Posted on January 8, 2014 12:01 am

Zambia formerly known as northern Rhodesia, is one of richest nations on African continent in terms of natural resources with main mineral being copper that remains a key export product for one of the fastest growing economy in Africa. However, the country suffers from lack of inclusive sustainable growth with but luckily the current administration has seen the Lusaka government and businesses sector focus on sustainability. Zambia’s manufacturing sector has been expanding at a steady rate over the past few years after suffering from a decrease following the poor financial management and corruption that affects almost all sub Saharan African countries. However, due to attractive business climate in the country, more and more companies are expanding their plants and new investments are flowing in Zambia with good example being Zambeef, a multi national company that has opened shops across Africa including Nigeria.The government’s plan to introduce an incentive package for industries that implement efficient practices in their operations in Zambia and also offer better wages in mining and commercial agriculture sectors a move that is expected will help promote more sustainable practices.

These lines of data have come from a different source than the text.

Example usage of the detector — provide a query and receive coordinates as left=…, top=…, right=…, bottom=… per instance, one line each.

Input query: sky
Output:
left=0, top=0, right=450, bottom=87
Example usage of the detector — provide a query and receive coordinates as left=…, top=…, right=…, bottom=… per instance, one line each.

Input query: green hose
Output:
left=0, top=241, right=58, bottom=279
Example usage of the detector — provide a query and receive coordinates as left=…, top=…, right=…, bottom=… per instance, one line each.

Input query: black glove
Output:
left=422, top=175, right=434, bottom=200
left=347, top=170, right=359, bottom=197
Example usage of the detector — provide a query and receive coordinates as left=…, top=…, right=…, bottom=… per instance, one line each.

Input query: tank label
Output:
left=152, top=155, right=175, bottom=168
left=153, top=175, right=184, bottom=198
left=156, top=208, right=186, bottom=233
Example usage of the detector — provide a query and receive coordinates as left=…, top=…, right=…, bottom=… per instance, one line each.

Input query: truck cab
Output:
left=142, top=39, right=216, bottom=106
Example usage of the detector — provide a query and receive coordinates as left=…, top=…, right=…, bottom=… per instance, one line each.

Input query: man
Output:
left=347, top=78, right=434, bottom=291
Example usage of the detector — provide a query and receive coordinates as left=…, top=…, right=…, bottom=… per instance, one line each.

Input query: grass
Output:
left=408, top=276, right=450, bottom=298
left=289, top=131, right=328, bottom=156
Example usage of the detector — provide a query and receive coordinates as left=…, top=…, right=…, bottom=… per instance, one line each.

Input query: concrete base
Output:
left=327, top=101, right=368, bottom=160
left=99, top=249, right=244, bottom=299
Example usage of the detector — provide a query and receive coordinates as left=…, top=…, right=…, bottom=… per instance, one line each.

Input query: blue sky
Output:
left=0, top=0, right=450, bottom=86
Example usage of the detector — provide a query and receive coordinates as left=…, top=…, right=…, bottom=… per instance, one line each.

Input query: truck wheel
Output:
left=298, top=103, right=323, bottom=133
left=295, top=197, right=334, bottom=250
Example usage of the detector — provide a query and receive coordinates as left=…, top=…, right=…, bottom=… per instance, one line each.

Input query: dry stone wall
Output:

Although fiscal incentives such as tax breaks work well in encouraging certain behaviors, the current administration has been quick to note that other forms of incentives are as effective as mining incentives that has seen flooding of Chinese companies in Zambia. Balancing continued growth in the manufacturing sector with sustainable business practices that also protect the environment is laudable. If mining companies operating in Zambia can grow and profit while at the same time contributing to environmental protection, the whole country will benefit. I do think that it would be ideal for Zambian companies to understand that unless their business model and supply chain are in accordance to African continent and globally recognized sustainable practices, they wont be able to compete with their more illustrious competitors from rainbow nation. The good thing is that Zambia’s businesses are waking up to this reality. More and more companies, both local and multinationals operating in the country, are implementing sustainable practices. In today’s business environment, sustainability can no longer be an afterthought. It must be ingrained into the very core of every business activity and I laud the new trend in Zambia’s business sector. The integration of sustainability into business strategy requires new business models and new ways of thinking about how businesses contribute to society and businesses in Zambia have set a standard.